Erdogan's strong showing signals "business as usual" for Mideast

By Amina Ismail and Lisa Barrington

ERBIL, Iraq/DUBAI (Reuters) - The prospect of Tayyip Erdogan winning another presidential term in Turkey would once have rung alarms around the Middle East, but after taking a more conciliatory stance in recent years his strong election showing on Sunday has caused few flutters.

Erdogan secured just under half the votes and looks well placed for the May 28 runoff against opposition leader Kemal Kilicdaroglu, defying some predictions he might lose outright.

Over 20 years, Erdogan championed a muscular regional policy, sending troops to fight Kurds in Iraq, seize border enclaves in Syria and back government forces in Libya while challenging other Middle East powers.

But as Turkey's economy faltered, Erdogan changed his approach, reaching accommodations with rivals such as the United Arab Emirates, but without pulling back Turkish forces on the ground.

While some Kurdish groups still see Erdogan as an implacable foe, most Middle East governments have come to regard the Turkish leader as part of an acceptable status quo in a tumultuous region.

"Gulf countries prefer continuity over change ... the person we know is better than the person we don't know," said Abdulkhaleq Abdulla, a political commentator in the UAE.

Erdogan fell out with the UAE, Saudi Arabia and Egypt over his backing of Islamists after the Arab Spring. But with the revolts mostly over and the Muslim Brotherhood weakened around the region, they largely patched up their quarrel.

He repaired relations with the UAE in 2021 and with Riyadh last year, securing investment and economic help in return.

That conciliatory approach has also helped cool the conflict in Libya, where the UAE and Egypt had backed eastern forces against a Tripoli government supported by Turkey. In the uneasy peace since its troops ended an eastern assault in 2020, Ankara now has ties across the old front lines.

"It's business as usual (after the election) and Turkey will remain the influential power that everyone looks to work with," said Tarek Megerisi, a Libya expert at the European Council on Foreign Relations.


When Syria's civil war began, Erdogan backed the rebels against President Bashar al-Assad. But as millions of Syrian refugees crossed into Turkey and after Kurdish fighters established a border presence, he changed focus.
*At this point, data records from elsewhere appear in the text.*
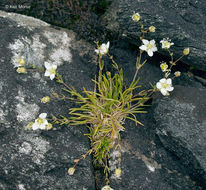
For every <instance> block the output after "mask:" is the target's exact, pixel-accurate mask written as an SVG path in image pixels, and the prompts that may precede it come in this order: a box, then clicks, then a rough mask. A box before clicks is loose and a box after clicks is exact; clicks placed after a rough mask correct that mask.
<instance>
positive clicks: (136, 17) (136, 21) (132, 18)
mask: <svg viewBox="0 0 206 190" xmlns="http://www.w3.org/2000/svg"><path fill="white" fill-rule="evenodd" d="M140 18H141V17H140V15H139V13H134V14H133V15H132V20H133V21H135V22H139V20H140Z"/></svg>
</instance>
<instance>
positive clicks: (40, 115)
mask: <svg viewBox="0 0 206 190" xmlns="http://www.w3.org/2000/svg"><path fill="white" fill-rule="evenodd" d="M46 116H47V113H41V114H40V115H39V118H41V119H45V118H46Z"/></svg>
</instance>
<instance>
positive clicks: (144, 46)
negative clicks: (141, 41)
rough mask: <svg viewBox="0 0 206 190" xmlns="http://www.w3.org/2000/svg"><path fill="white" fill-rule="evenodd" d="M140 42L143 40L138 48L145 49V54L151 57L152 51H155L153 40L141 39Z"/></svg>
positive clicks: (152, 53) (152, 54) (154, 42)
mask: <svg viewBox="0 0 206 190" xmlns="http://www.w3.org/2000/svg"><path fill="white" fill-rule="evenodd" d="M142 42H143V45H141V46H140V47H139V49H141V50H143V51H146V52H147V54H148V55H149V56H150V57H152V56H153V52H155V51H157V47H156V44H155V40H150V41H148V40H145V39H143V40H142Z"/></svg>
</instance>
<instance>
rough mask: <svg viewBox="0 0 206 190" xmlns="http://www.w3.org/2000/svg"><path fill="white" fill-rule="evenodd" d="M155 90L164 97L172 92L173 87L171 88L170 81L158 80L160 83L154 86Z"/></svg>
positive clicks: (171, 80)
mask: <svg viewBox="0 0 206 190" xmlns="http://www.w3.org/2000/svg"><path fill="white" fill-rule="evenodd" d="M156 86H157V88H158V89H159V90H160V92H161V93H162V95H164V96H166V95H167V96H168V95H169V92H171V91H173V90H174V87H173V86H172V80H171V79H170V78H169V79H166V78H163V79H160V81H159V82H158V83H157V84H156Z"/></svg>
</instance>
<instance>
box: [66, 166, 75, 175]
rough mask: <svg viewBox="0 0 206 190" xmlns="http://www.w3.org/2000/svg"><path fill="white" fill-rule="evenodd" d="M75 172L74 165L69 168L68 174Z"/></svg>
mask: <svg viewBox="0 0 206 190" xmlns="http://www.w3.org/2000/svg"><path fill="white" fill-rule="evenodd" d="M74 172H75V168H73V167H72V168H69V169H68V174H69V175H73V174H74Z"/></svg>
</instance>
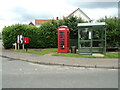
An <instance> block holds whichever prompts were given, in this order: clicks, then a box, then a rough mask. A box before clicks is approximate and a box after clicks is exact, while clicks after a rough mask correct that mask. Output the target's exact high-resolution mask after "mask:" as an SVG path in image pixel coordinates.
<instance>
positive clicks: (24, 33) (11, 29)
mask: <svg viewBox="0 0 120 90" xmlns="http://www.w3.org/2000/svg"><path fill="white" fill-rule="evenodd" d="M56 32H57V29H56V28H55V27H53V25H52V24H50V23H45V24H43V25H42V26H41V27H39V28H38V27H35V26H30V25H22V24H15V25H12V26H8V27H5V28H4V29H3V30H2V37H3V46H4V48H5V49H9V48H12V47H13V43H15V42H17V35H23V36H24V37H29V38H30V43H29V44H28V47H29V48H46V47H57V35H56Z"/></svg>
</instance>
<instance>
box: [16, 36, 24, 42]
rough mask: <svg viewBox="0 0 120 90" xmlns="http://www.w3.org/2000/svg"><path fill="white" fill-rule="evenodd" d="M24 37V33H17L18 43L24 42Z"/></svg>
mask: <svg viewBox="0 0 120 90" xmlns="http://www.w3.org/2000/svg"><path fill="white" fill-rule="evenodd" d="M23 39H24V37H23V36H22V35H17V43H20V44H22V43H23Z"/></svg>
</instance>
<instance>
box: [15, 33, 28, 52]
mask: <svg viewBox="0 0 120 90" xmlns="http://www.w3.org/2000/svg"><path fill="white" fill-rule="evenodd" d="M27 43H29V37H23V35H17V45H18V50H19V49H20V44H22V47H23V50H24V49H25V47H26V51H27V50H28V47H27ZM24 45H25V46H24ZM16 47H17V46H16ZM15 49H17V48H15Z"/></svg>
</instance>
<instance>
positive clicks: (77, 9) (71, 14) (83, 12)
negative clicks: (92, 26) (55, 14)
mask: <svg viewBox="0 0 120 90" xmlns="http://www.w3.org/2000/svg"><path fill="white" fill-rule="evenodd" d="M78 10H80V11H81V12H82V13H83V14H84V15H85V16H86V17H87V18H89V17H88V16H87V15H86V14H85V13H84V12H83V11H82V10H81V9H80V8H78V9H76V10H75V11H73V12H72V13H71V14H69V15H68V16H67V17H70V16H71V15H72V14H74V13H75V12H76V11H78ZM89 19H90V18H89ZM90 20H91V19H90Z"/></svg>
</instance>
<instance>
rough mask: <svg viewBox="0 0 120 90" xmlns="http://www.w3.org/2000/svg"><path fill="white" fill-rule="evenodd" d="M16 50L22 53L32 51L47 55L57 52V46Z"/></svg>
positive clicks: (34, 53) (26, 52)
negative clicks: (27, 50) (43, 48)
mask: <svg viewBox="0 0 120 90" xmlns="http://www.w3.org/2000/svg"><path fill="white" fill-rule="evenodd" d="M14 51H16V52H21V53H31V54H37V55H45V54H48V53H52V52H57V49H56V48H47V49H28V51H27V52H26V51H25V50H14Z"/></svg>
He worked with Assad's main backers Russia and Iran to contain the conflict at times while sending troops into Syria alongside rebels to seize territory from Kurdish groups.

In rebel areas where Turkish backing has helped ward off Syrian government attacks, some voiced support for Erdogan, fearing Kilicdaroglu would end its military support and send refugees back into Syria.

But in majority Kurdish areas some still hoped for an opposition victory in the second round.

"We would like the next president to be Kilicdoroglu, not because he is better than Erdogan, but there is bad and there is worse," said Aziz Suleiman, a Kurdish politician in northern Syria, describing the Turkish president as a "scourge".

That view was echoed in northern Iraq, where Turkey has sent troops against Kurdish militants while maintaining a working relationship with Kurdish authorities in Erbil.

"He's always bombing the broader region. If he leaves, maybe the situation will change," said Raber Mahmoud Ahmed, 30, a driver in Erbil.

Kamaran Othman, who documents casualties of Turkish operations in Iraq, said he had had little hope that an opposition victory in Turkey would have changed things in the long term, but feared an Erdogan win would spell more strife.

"If Erdogan is re-elected, he will come back even more powerful and will be heavy handed in terms of security in the region. It will be very bad," he said.

In Baghdad however, some politicians would "prefer to deal with the devil they know", said Bilal Wahab of the Washington Institute for Near East Policy.

One impact of an Erdogan win for Iraq could be on oil exports. To Baghdad's chagrin, Turkey closed a pipeline in March over a dispute about oil exported by the autonomous Kurdish region of Iraq.

"If Erdogan wins he might feel more confident in his dealings with Iraq and ... demand more concessions from Baghdad and Erbil" to open the pipeline, Wahab said.